Syllabus: GS 3 – Indian economy
Relevance: Issues related to fiscal federalism
News: Recently, there are demands in some states to implement OPS. Some states like Himachal and Rajasthan have implemented it.
What are the differences between centre and states over fiscal autonomy?
States want to make their own decisions such as the type of pension scheme, the freedom to decide welfare programmes and so on.
But, states neither have the financial resources to implement their decisions nor the freedom to mobilise finances on their own. They are dependent on the Centre for resources.
This is responsible for the current standoff between the Union government and states over various issues such as “freebies” versus welfare, reversion to the old pension scheme, and imposition of conditions for financial grants on states.
|Must read: Comparison of National Pension Scheme with Old Pension System – Explained, pointwise|
The poor financial condition of states: States such as Rajasthan, Punjab, Himachal Pradesh, Chhattisgarh, Jharkhand and Bengal want to implement the old pension scheme (OPS).
But large states such as Maharashtra, Tamil Nadu, Karnataka and Gujarat are resisting pressure from their government employees to revert to OPS
Paradoxically, states that want to implement OPS have much higher debt levels (40% of GDP) than the states that are reluctant to switch to OPS (22%).

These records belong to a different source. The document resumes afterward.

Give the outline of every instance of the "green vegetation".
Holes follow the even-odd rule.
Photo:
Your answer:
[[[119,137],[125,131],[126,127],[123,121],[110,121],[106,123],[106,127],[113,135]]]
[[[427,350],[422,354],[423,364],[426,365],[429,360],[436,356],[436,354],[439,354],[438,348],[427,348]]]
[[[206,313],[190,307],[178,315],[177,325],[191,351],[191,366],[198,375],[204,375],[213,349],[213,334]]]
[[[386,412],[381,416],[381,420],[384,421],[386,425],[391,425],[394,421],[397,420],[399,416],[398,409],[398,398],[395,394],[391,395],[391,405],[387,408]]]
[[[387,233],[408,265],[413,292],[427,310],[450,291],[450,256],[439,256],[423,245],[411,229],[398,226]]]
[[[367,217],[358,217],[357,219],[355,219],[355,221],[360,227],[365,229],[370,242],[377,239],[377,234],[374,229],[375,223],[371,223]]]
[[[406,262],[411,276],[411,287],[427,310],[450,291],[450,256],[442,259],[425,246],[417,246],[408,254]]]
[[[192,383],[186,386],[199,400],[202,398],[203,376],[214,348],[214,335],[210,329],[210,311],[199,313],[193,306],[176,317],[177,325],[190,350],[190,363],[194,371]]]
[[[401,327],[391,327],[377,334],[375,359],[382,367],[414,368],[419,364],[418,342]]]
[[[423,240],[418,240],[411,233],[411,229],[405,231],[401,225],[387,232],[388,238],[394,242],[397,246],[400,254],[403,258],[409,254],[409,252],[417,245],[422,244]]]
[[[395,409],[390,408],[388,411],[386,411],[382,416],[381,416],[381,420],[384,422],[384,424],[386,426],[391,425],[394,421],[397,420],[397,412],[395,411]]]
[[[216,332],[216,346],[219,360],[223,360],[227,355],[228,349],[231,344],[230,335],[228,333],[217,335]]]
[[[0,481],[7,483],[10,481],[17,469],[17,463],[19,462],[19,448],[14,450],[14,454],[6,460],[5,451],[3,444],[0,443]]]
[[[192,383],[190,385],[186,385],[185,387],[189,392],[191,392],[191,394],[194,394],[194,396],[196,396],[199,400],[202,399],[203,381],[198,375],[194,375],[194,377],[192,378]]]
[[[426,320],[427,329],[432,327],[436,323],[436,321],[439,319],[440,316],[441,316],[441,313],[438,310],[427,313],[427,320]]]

Punjab has a debt of 48% of GDP. It spends nearly one-fifth of its income on just pensions for government employees.
When these states spend so much of their income on pensions, they will not have enough resources to cater to the basic needs of the remaining population. It forces them to borrow more money.
States that are implementing OPS do not have the financial strength for it. They are dependent on the Centre to provide funds either through devolution of taxes collected from other states or by borrowing and lending.
|Read more: State elections and the troubling return of the old pension scheme|
The financial gap between states: Just four large states; Maharashtra, Tamil Nadu, Karnataka and Gujarat are net contributors to the Union government’s tax pool. Most other states are net takers.
When the Punjab or Himachal government claims it has the right to decide on OPS, it is actually paid for indirectly by the future generations of people in Maharashtra, Gujarat, Tamil Nadu and Karnataka through the Union government.
The purpose of such redistribution is to close the gap between these states over time. But, the gap between the “net giving” and the “net taking” states has only increased.
For example, the gap between the debt levels of states that have implemented OPS vis-à-vis the states that have resisted OPS has increased from 13% in 2003 to 20% of GDP in 2023.
This pattern of the richer states giving and the needier states taking more and more over time without closing the gap is unsustainable and dangerous. Profligate schemes like OPS will only exacerbate the gap between the richer and poorer states.
At some point, the richer states will start to question the efficacy of such redistribution and the need for them to continue to fund regressive schemes in poorer states.